И, как мне сказали, такая же малость может меня излечить!

Ведь и крупица песка или алмаза – все малость. Но как нужна мне та песчинка любви, которую мне может дать Алиса! Одна она во всем мире может излечить меня прикосновением своих рук, губ, глаз! Я знаю, я чувствую это! Мне приснилось прошлой ночью, что она посмотрела мне в лицо, взяла за руку, поцеловала и сказала о своей любви! Какой это был чудесный сон! Маленький сгусток растаял, как на губах снежинка, и после стольких лет я снова стал самим собой – а все от поцелуя чистых девичьих уст.

Никогда в жизни меня не целовали чистые девичьи уста, кроме, конечно, моей матушки и сестры, но они не в счет, когда дело касается поцелуев.

Нежный мой врач, врачующий лучше всех в мире! Сразу все вернется ко мне, как мне снилось, и нам всем будет хорошо вместе.

Но, Трэй, твоя госпожа – дочь священника и безоговорочно верит всему, чему ее учили с детства, так же, как и ты, надеюсь! И за это она мне нравится – и ты тоже! Она верит своему отцу – поверит ли она мне, который мыслит совсем по-иному? И если так, хорошо ли это будет для нее? Как быть тогда с ее отцом?

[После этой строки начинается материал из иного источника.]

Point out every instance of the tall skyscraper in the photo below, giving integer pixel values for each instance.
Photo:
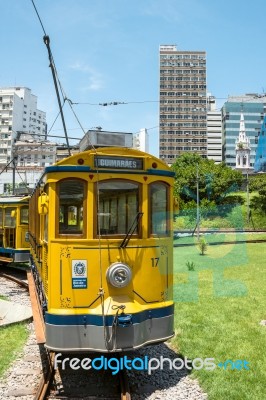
(260, 159)
(183, 103)
(18, 113)
(253, 107)
(214, 130)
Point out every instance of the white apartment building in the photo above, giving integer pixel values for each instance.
(141, 140)
(30, 152)
(183, 100)
(214, 131)
(18, 113)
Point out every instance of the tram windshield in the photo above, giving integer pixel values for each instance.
(71, 203)
(159, 209)
(118, 204)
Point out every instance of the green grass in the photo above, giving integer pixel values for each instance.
(12, 339)
(218, 309)
(235, 218)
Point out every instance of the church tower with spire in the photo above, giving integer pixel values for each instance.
(242, 147)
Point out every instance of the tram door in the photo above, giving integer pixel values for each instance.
(10, 227)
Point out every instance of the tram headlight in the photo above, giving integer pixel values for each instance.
(119, 274)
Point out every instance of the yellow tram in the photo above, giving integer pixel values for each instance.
(14, 220)
(101, 241)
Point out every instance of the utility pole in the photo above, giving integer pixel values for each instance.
(248, 205)
(14, 175)
(198, 209)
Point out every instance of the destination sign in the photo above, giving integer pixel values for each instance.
(118, 162)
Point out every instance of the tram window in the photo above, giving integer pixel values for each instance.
(71, 207)
(9, 220)
(118, 206)
(158, 196)
(24, 215)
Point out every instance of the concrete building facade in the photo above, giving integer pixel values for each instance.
(214, 131)
(183, 103)
(18, 113)
(141, 140)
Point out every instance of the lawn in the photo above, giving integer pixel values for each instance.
(12, 339)
(218, 309)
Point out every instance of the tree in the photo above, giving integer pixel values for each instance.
(215, 180)
(258, 184)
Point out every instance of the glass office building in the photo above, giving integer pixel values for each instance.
(253, 107)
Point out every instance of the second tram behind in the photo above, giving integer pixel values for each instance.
(102, 251)
(14, 219)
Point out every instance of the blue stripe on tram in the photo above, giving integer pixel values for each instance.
(97, 320)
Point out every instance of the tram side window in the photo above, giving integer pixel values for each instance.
(24, 215)
(159, 208)
(10, 220)
(71, 207)
(118, 206)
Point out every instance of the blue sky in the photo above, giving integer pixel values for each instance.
(108, 50)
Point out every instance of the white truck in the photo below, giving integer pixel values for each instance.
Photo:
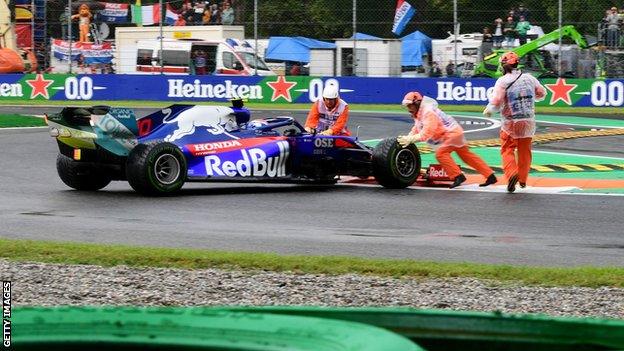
(222, 57)
(226, 52)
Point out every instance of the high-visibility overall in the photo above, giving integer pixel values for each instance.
(445, 135)
(321, 118)
(514, 95)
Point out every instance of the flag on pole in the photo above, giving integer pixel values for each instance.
(136, 13)
(114, 13)
(170, 15)
(404, 12)
(145, 15)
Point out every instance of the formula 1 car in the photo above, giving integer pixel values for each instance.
(158, 153)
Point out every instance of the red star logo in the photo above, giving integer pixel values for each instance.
(39, 86)
(281, 88)
(561, 91)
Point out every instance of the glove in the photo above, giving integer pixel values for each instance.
(405, 140)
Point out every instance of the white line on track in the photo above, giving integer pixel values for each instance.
(573, 154)
(500, 189)
(19, 128)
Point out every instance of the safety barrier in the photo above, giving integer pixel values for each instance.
(304, 328)
(290, 89)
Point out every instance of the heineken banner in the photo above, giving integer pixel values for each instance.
(298, 89)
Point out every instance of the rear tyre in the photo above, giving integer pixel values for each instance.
(81, 176)
(157, 168)
(394, 166)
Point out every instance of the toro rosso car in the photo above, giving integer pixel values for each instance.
(158, 153)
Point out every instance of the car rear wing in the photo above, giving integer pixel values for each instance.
(112, 128)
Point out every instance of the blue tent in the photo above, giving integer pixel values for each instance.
(363, 36)
(413, 47)
(294, 48)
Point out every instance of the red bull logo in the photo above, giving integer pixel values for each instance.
(436, 172)
(252, 163)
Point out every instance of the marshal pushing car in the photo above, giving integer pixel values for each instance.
(158, 153)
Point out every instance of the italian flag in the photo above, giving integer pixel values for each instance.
(145, 15)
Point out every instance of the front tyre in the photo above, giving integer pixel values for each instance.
(394, 166)
(156, 168)
(81, 176)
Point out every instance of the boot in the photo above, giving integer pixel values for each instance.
(511, 186)
(491, 179)
(458, 180)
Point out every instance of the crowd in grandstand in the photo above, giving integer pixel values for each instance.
(202, 13)
(611, 27)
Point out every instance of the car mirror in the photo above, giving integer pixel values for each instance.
(290, 132)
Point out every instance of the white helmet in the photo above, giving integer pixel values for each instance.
(330, 91)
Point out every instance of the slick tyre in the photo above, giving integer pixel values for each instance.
(157, 168)
(81, 176)
(394, 166)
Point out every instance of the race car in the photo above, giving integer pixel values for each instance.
(158, 153)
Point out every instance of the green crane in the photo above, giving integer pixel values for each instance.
(490, 65)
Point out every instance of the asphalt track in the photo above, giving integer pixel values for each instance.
(423, 224)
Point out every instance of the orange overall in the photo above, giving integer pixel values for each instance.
(321, 118)
(445, 135)
(514, 95)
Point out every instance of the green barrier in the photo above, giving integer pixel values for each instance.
(84, 328)
(466, 331)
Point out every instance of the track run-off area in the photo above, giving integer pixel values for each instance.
(546, 224)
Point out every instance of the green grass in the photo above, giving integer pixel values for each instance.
(15, 120)
(358, 107)
(113, 255)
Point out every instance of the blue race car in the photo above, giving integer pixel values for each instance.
(158, 153)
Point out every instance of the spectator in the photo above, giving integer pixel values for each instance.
(450, 69)
(612, 21)
(199, 61)
(227, 14)
(198, 13)
(188, 13)
(522, 12)
(486, 45)
(522, 28)
(509, 31)
(497, 38)
(206, 17)
(215, 16)
(180, 21)
(295, 70)
(64, 19)
(435, 70)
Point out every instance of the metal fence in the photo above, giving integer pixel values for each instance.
(496, 21)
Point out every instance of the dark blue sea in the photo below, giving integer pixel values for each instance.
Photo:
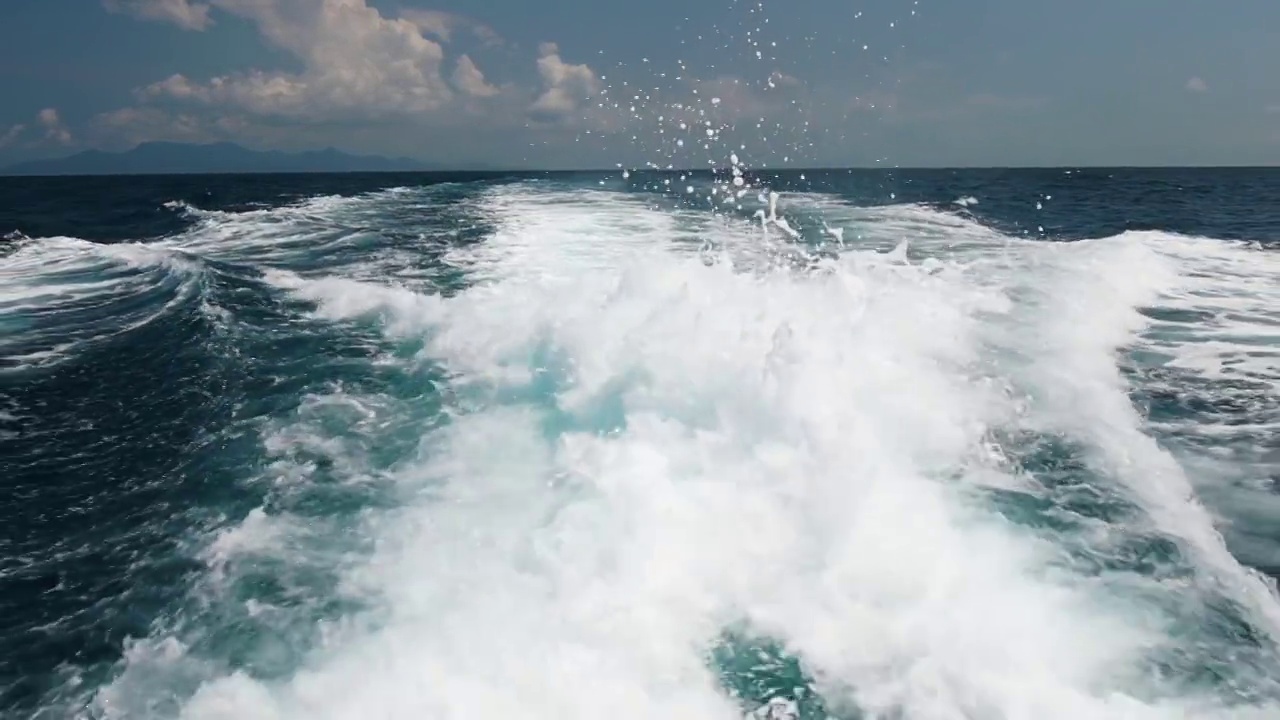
(910, 445)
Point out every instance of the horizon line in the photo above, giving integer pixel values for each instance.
(635, 171)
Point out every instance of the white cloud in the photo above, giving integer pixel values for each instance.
(469, 78)
(48, 121)
(10, 136)
(566, 87)
(444, 26)
(131, 126)
(182, 13)
(54, 127)
(356, 63)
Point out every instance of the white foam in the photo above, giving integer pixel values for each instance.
(795, 451)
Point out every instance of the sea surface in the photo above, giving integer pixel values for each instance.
(924, 445)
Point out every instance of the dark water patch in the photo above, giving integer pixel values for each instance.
(755, 670)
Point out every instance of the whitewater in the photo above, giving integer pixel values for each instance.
(638, 459)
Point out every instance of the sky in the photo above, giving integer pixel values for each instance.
(590, 83)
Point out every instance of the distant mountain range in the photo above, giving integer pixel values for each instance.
(177, 158)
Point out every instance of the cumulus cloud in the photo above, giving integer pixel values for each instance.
(566, 87)
(469, 78)
(131, 126)
(357, 64)
(54, 127)
(48, 121)
(446, 26)
(10, 136)
(182, 13)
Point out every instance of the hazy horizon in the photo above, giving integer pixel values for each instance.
(887, 82)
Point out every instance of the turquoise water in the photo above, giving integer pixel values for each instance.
(552, 447)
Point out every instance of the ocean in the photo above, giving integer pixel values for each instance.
(926, 445)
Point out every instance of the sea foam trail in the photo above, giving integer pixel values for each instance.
(650, 449)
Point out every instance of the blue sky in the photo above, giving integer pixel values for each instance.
(594, 83)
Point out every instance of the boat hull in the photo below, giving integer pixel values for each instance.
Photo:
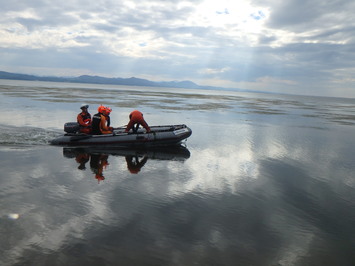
(159, 136)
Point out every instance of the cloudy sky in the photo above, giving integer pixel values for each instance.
(293, 46)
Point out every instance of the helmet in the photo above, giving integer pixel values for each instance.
(101, 109)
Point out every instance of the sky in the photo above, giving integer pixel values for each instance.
(289, 46)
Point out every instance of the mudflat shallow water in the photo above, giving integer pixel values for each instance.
(263, 180)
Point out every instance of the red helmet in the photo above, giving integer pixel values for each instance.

Ведь жить и больше не верить своему отцу – ужасно, Трэй! Сомневаться либо в его честности, либо в его уме! Ведь он (с помощью матери) учил самому лучшему – если он вообще хороший отец, – пока не появился кто-то другой и не начал учить совершенно иному…

А если с детства она затвердила уроки отца, то сумеет ли понять, на чьей стороне правда. Молись по-прежнему, моя милая! Что касается меня, я никогда не потревожу твою веру в отца земного или небесного!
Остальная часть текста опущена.